Institute of Biomineralization and Lithiasis Research, College of Chemistry and Materials Science, Jinan University, Guangzhou 510632, China.
Biomater Sci. 2023 May 16;11(10):3524-3546. doi: 10.1039/d3bm00087g.
: The first objective is to study the synergistic inhibition of calcium oxalate (CaOx) formation by polysaccharides (DLP and SDLP, before and after sulfation) and potassium citrate (Kcit) and determine the synergistic protection of renal epithelial cells (HK-2 cells) caused by CaOx crystal damage. The second objective is to explore new ways to prevent and treat kidney stones. : The CaOx crystals regulated by five additives (Kcit group, DLP group, SDLP group, DLP-Kcit synergistic group and SDLP-Kcit synergistic group) were characterized by FT-IR, XRD, SEM, zeta potential, ICP, and TGA. The protective effect of each additive group on HK-2 cells damaged by nano-calcium oxalate monohydrate (nano-COM) was compared by detecting cell viability, the cell reactive oxygen species level, the cell survival rate, and mitochondrial membrane potential. : When DLP or SDLP acted synergically with Kcit, the synergistic group induced the same amount of COD at a lower concentration or more COD formation at the same concentration, highlighting the synergistic enhancement effect of 1 + 1 > 2. At 0.3 g L, the COD contents induced by DLP, SDLP, Kcit, DLP-Kcit, and SDLP-Kcit synergistic groups were 20.3%, 75.8%, 75.4%, 87.3%, and 100%, respectively. The synergistic group increased the concentration of soluble Ca ions in the supernatant, increased the absolute value of the zeta potential on the surface of CaOx crystals, and inhibited the aggregation among the crystals. TGA and DTG analyses established the adsorption of polysaccharides in the crystals. Cell experiments showed the ability of the synergistic group to significantly inhibit the damage of nano-COM crystals on HK-2 cells, reduce the level of reactive oxygen species and mortality, and improve cell viability and the mitochondrial membrane potential. : The synergistic group can more effectively induce COD formation and cell protection than the standalone polysaccharide group or Kcit group. The synergistic groups, especially SDLP-Kcit, may be a potential drug for inhibiting the formation of CaOx kidney stones.

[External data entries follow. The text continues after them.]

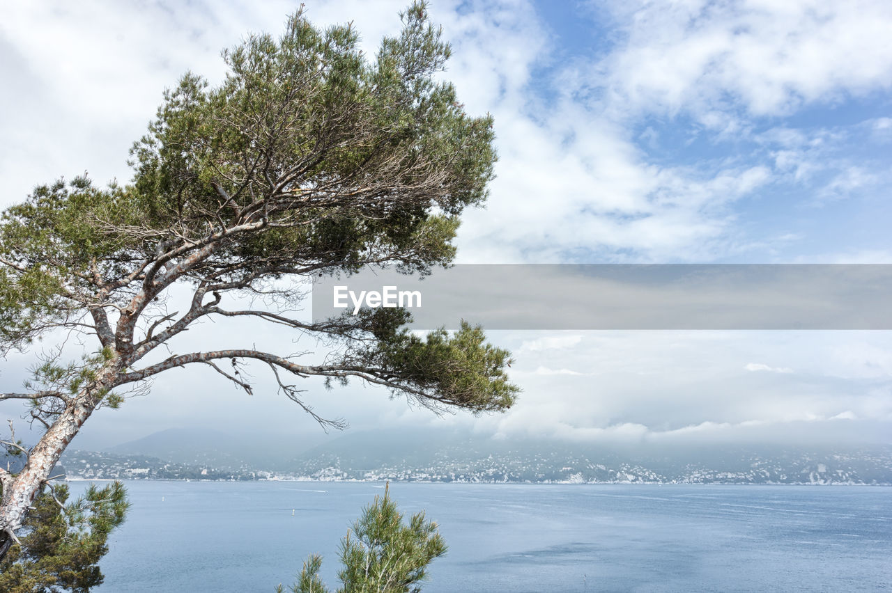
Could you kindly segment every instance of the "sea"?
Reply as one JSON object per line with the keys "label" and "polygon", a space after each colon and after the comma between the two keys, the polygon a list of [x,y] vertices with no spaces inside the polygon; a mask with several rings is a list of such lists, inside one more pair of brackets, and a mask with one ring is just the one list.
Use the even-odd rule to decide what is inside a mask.
{"label": "sea", "polygon": [[[339,540],[383,483],[127,481],[102,593],[266,591]],[[73,494],[86,488],[70,483]],[[390,484],[449,546],[427,593],[892,590],[892,487]],[[287,590],[287,589],[286,589]]]}

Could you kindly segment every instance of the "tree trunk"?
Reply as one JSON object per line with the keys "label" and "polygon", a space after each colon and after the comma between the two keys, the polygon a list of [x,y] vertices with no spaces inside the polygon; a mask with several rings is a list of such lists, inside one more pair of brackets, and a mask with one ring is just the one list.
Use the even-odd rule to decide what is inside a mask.
{"label": "tree trunk", "polygon": [[5,557],[14,543],[12,534],[21,527],[34,499],[46,479],[51,477],[50,472],[59,462],[65,448],[102,402],[102,398],[95,394],[111,385],[118,371],[119,365],[115,361],[99,371],[96,381],[73,398],[31,450],[22,470],[8,486],[4,485],[0,502],[0,560]]}

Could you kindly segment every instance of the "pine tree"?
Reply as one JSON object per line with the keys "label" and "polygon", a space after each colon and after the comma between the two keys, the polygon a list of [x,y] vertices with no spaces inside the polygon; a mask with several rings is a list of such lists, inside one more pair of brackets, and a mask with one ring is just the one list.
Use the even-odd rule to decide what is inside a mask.
{"label": "pine tree", "polygon": [[104,488],[90,484],[67,503],[68,486],[47,486],[25,519],[21,543],[0,562],[4,593],[87,593],[102,584],[99,560],[108,537],[124,522],[128,503],[120,482]]}
{"label": "pine tree", "polygon": [[[424,511],[404,522],[389,490],[390,484],[384,496],[375,497],[341,541],[338,593],[417,593],[427,565],[446,553],[437,524],[425,521]],[[292,593],[329,593],[318,574],[321,567],[321,556],[307,559]],[[277,593],[284,591],[282,585],[277,588]]]}
{"label": "pine tree", "polygon": [[[21,471],[0,468],[0,558],[93,413],[172,369],[251,393],[253,365],[329,426],[343,423],[315,415],[300,379],[361,381],[435,409],[513,404],[510,354],[480,328],[421,337],[401,309],[312,322],[294,313],[313,276],[448,265],[460,215],[486,199],[492,118],[467,114],[441,79],[450,47],[425,4],[401,19],[369,60],[351,25],[321,29],[298,11],[280,37],[224,52],[219,85],[188,73],[165,93],[131,150],[131,183],[41,185],[0,215],[0,354],[58,340],[44,343],[51,356],[24,390],[0,393],[45,428]],[[178,340],[211,320],[252,321],[252,339]],[[272,328],[331,349],[282,351]],[[85,352],[69,361],[72,332],[67,343]]]}

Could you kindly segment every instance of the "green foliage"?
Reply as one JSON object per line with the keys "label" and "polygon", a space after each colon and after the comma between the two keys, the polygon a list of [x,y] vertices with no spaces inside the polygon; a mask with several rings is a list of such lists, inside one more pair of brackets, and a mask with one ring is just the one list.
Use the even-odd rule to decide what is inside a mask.
{"label": "green foliage", "polygon": [[375,369],[392,387],[413,394],[426,405],[457,405],[475,412],[514,404],[520,388],[508,380],[514,361],[503,348],[486,343],[483,329],[462,321],[455,332],[438,329],[425,337],[400,329],[409,319],[401,309],[360,312],[374,347],[349,351],[344,364]]}
{"label": "green foliage", "polygon": [[21,545],[0,563],[0,591],[87,593],[102,584],[98,562],[108,552],[109,534],[124,521],[127,491],[114,482],[102,489],[91,484],[66,504],[68,496],[62,484],[35,500]]}
{"label": "green foliage", "polygon": [[[427,576],[427,565],[446,553],[437,524],[425,520],[425,513],[404,522],[389,485],[383,497],[363,509],[353,524],[352,534],[341,541],[343,567],[339,593],[417,593]],[[303,564],[293,593],[328,593],[318,575],[322,558],[311,556]],[[279,585],[277,593],[285,589]]]}

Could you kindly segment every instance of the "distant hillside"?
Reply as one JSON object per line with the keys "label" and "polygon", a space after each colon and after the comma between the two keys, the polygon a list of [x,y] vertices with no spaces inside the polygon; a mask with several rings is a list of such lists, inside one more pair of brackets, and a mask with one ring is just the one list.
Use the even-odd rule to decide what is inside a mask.
{"label": "distant hillside", "polygon": [[308,445],[288,446],[257,438],[236,436],[218,430],[170,428],[111,447],[107,452],[143,455],[196,467],[221,470],[280,469]]}
{"label": "distant hillside", "polygon": [[250,471],[176,463],[144,455],[66,451],[69,478],[79,480],[253,480]]}
{"label": "distant hillside", "polygon": [[71,475],[95,478],[892,484],[889,445],[620,446],[447,428],[347,431],[299,455],[275,444],[246,454],[247,444],[214,431],[172,430],[62,461]]}
{"label": "distant hillside", "polygon": [[892,447],[605,446],[371,431],[315,447],[289,470],[341,480],[888,484]]}

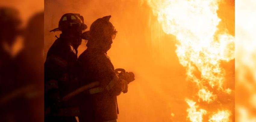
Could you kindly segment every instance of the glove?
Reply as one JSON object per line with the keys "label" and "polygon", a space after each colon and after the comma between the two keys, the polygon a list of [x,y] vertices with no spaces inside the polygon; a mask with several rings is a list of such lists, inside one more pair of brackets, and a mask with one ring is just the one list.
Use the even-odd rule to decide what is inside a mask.
{"label": "glove", "polygon": [[134,74],[132,72],[126,72],[124,74],[123,79],[127,81],[127,84],[134,80]]}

: 目的 1:研究多糖(DLP 和 SDLP,硫酸化前后)和柠檬酸钾(Kcit)对草酸钙(CaOx)形成的协同抑制作用,并确定 CaOx 晶体损伤对肾上皮细胞(HK-2 细胞)的协同保护作用。目的 2:探索防治肾结石的新方法。: 用傅里叶变换红外光谱(FT-IR)、X 射线衍射(XRD)、扫描电子显微镜(SEM)、Zeta 电位、电感耦合等离子体(ICP)和热重分析(TGA)对五种添加剂(Kcit 组、DLP 组、SDLP 组、DLP-Kcit 协同组和 SDLP-Kcit 协同组)调控的 CaOx 晶体进行了表征。通过检测细胞活力、细胞活性氧水平、细胞存活率和线粒体膜电位,比较了各添加剂组对纳米草酸钙单水合物(nano-COM)损伤的 HK-2 细胞的保护作用。: 当 DLP 或 SDLP 与 Kcit 协同作用时,协同组在较低浓度下诱导相同量的 COD,或在相同浓度下诱导更多的 COD 形成,突出了 1+1>2 的协同增强效应。在 0.3 g·L-1 时,DLP、SDLP、Kcit、DLP-Kcit 和 SDLP-Kcit 协同组诱导的 COD 含量分别为 20.3%、75.8%、75.4%、87.3%和 100%。协同组增加了上清液中可溶性 Ca 离子的浓度,增加了 CaOx 晶体表面 Zeta 电位的绝对值,并抑制了晶体之间的聚集。TGA 和 DTG 分析确立了多糖在晶体中的吸附。细胞实验表明,协同组能显著抑制 nano-COM 晶体对 HK-2 细胞的损伤,降低活性氧水平和死亡率,提高细胞活力和线粒体膜电位。: 与独立多糖组或 Kcit 组相比,协同组能更有效地诱导 COD 形成和细胞保护。协同组,尤其是 SDLP-Kcit,可能是一种抑制 CaOx 肾结石形成的潜在药物。